According to the RBI’s premature redemption calendar for sovereign gold bonds for October 2025 to March 2026, four SGB series—2020-21 Series VI, 2020-21 Series XII, 2019-20 Series X and 2019-20 Series IV—will be eligible for premature redemption. These will mature on 7 March, 9 March, 11 March and 17 March, respectively.

Harsh Roongta, founder, Fee Only Investment Advisers, an investment advisory firm registered with the Securities and Exchange Board of India, said investors have to give notice to their bank or depository and submit their redemption request at least one month in advance.

“Investors can still use the premature redemptions lined up in March when the notice window opens in February. All such redemptions will be tax-free,” he said.

Only investors holding SGBs from these specific series are eligible to seek tax-free premature redemption with the RBI during the February 2026 windows, provided they meet the minimum holding requirement.

If the RBI notifies redemption as per the schedule, any investor—primary subscriber or secondary market buyer—who holds units of SGB 2020-21 Series VI, 2020-21 Series XII, 2019-20 Series X or 2019-20 Series IV and has completed at least five years from the date of issue will be able to apply.
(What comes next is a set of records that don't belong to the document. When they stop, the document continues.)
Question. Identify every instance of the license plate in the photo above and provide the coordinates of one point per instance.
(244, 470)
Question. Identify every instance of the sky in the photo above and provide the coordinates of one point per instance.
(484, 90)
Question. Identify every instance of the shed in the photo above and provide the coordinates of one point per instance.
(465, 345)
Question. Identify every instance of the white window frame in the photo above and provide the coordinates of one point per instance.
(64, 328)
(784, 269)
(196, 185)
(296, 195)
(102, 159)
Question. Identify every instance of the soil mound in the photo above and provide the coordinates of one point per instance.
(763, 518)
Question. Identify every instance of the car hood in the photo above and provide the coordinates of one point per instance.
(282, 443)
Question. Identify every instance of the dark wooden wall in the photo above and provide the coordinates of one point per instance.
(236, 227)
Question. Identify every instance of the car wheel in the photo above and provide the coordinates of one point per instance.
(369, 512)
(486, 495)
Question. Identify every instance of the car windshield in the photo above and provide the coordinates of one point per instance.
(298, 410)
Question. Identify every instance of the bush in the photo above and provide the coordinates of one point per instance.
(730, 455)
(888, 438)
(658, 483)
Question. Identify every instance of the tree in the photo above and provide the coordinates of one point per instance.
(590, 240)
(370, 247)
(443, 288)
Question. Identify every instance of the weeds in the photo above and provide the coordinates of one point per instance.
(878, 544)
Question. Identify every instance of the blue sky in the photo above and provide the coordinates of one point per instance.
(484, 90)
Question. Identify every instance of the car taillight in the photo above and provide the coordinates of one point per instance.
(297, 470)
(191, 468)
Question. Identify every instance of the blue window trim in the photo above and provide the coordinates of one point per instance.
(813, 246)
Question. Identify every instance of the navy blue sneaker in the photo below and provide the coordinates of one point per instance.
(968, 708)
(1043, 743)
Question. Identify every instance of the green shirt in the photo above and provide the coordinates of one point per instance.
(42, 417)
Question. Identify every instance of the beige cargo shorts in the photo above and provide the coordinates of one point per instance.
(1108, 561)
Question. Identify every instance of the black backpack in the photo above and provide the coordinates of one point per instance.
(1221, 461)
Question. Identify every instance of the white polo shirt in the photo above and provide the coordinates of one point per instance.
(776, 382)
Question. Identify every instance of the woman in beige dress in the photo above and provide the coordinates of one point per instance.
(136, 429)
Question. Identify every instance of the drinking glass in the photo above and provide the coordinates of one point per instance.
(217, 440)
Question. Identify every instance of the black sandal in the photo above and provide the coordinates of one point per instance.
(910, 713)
As per RBI’s circular dated 22 August 2025, the premature redemption windows for these series are expected to open on February 5, February 6, February 7 and February 13, respectively.

“The investor can exit at the RBI-declared redemption price and, since the redemption happens before March 31, 2026, the capital gains remain tax-exempt under the existing law,” said Roongta.

Investors can submit the request for premature redemption to their bank, depositories NSDL and CDSL, or the RBI Retail Direct.

How will SGBs be taxed starting April

SGBs have long stood out among gold investments for their favourable tax treatment. Until now, capital gains on SGBs were exempt when bonds were redeemed with the RBI, either at maturity or through RBI-notified premature redemption windows after five years.

Starting April 2026, exemption at maturity is explicitly limited to primary subscribers. The premature redemption route after five years is shut for both secondary as well as primary buyers. This applies to all SGBs redeemed on or after 1 April 2026.

The FAQ on Budget 2026 has clarified this explicitly, said Bhuta.

“FAQ specifies that the exemption shall apply only where the SGB is held continuously until redemption on maturity. Premature redemption, even after completion of the prescribed lock-in period, shall not be eligible for exemption.”

This means SGBs are tax-free only under one condition—bought at the time of issue and held for eight years till maturity.

In all other situations, taxpayers will need to pay capital gains tax of 12.5% when held for over one year. Budget 2024 had changed the long-term capital gains holding period from 24 months to 12 months and the tax rate to 12.5% from the earlier 10%. Short-term gains on SGBs are taxed at slab rates.